In this embodiment, the locking portions of the frame member are formed as guide grooves in the preferred example in order to improve the accuracy of guiding and positioning. However, the frame member may be formed merely to have a planar surface for elastically deforming the horizontal portions of the contacts.
According to the present invention as illustrated in the second embodiment as described above, the arrangement is such that the contacts do not contact the circuit portions of the circuit board until the connector and circuit board assume correct positions when fitted together. When the circuit board and connector are correctly fitted together, contact at such time is achieved at right angles to the surface of the circuit portions.
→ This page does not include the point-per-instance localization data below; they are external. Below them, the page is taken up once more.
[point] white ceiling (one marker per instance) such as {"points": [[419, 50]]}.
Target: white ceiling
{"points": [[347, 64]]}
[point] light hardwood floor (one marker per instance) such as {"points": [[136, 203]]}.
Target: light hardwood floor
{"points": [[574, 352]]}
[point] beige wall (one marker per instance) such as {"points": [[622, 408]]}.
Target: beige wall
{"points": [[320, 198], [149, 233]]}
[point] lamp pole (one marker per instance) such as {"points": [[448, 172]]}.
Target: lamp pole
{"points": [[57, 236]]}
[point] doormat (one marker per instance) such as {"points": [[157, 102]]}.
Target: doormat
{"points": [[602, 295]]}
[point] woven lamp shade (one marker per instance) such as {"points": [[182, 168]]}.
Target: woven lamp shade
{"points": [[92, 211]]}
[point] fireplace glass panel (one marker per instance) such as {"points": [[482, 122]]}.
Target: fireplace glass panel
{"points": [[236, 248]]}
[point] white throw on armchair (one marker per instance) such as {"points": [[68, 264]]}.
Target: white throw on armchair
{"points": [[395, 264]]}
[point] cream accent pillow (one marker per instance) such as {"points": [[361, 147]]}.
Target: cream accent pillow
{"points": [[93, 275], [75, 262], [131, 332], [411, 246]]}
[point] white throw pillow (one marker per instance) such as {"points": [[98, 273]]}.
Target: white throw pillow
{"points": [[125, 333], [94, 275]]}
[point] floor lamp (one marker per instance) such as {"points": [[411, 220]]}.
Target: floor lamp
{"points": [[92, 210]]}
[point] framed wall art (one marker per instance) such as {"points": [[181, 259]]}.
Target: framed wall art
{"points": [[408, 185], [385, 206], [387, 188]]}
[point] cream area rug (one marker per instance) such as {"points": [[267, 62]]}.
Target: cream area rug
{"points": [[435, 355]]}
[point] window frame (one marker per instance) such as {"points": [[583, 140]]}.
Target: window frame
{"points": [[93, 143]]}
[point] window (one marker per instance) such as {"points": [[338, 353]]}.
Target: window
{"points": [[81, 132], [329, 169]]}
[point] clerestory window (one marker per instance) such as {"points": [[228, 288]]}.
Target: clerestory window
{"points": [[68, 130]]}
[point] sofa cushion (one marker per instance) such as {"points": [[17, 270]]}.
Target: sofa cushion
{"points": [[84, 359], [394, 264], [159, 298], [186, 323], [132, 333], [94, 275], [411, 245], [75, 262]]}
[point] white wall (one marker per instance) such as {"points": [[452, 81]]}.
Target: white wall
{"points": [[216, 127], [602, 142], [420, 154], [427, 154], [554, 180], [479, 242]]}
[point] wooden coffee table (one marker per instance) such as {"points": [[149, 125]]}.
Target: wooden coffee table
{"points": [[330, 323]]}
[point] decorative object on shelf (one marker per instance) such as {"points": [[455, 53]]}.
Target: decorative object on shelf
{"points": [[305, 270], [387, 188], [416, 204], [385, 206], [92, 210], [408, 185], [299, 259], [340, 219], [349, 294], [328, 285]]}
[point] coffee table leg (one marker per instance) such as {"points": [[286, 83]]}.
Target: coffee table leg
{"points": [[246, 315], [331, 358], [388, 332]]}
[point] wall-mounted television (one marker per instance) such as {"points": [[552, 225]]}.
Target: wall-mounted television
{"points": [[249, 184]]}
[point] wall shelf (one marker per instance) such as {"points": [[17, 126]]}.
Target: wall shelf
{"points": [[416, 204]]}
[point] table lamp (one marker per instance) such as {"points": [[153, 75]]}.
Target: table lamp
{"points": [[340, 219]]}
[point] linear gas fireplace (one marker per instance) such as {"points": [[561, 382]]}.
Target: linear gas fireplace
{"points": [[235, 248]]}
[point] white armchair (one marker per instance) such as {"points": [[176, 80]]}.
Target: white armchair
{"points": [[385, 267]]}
Therefore, when the connector is attached, the cream solder on the circuit portions is not removed but is maintained intact from the beginning. Soldering can be performed even more reliably than in the first embodiment. Furthermore, since the contacts do not slide on the circuit portions, the surface of each circuit portion is not flawed and therefore the reliability of connection is improved.
As many widely different embodiments of the present invention can be made without departing from the spirit and scope thereof, it is to be understood that the invention is not limited to the specific embodiments thereof except as defined in the appended claims.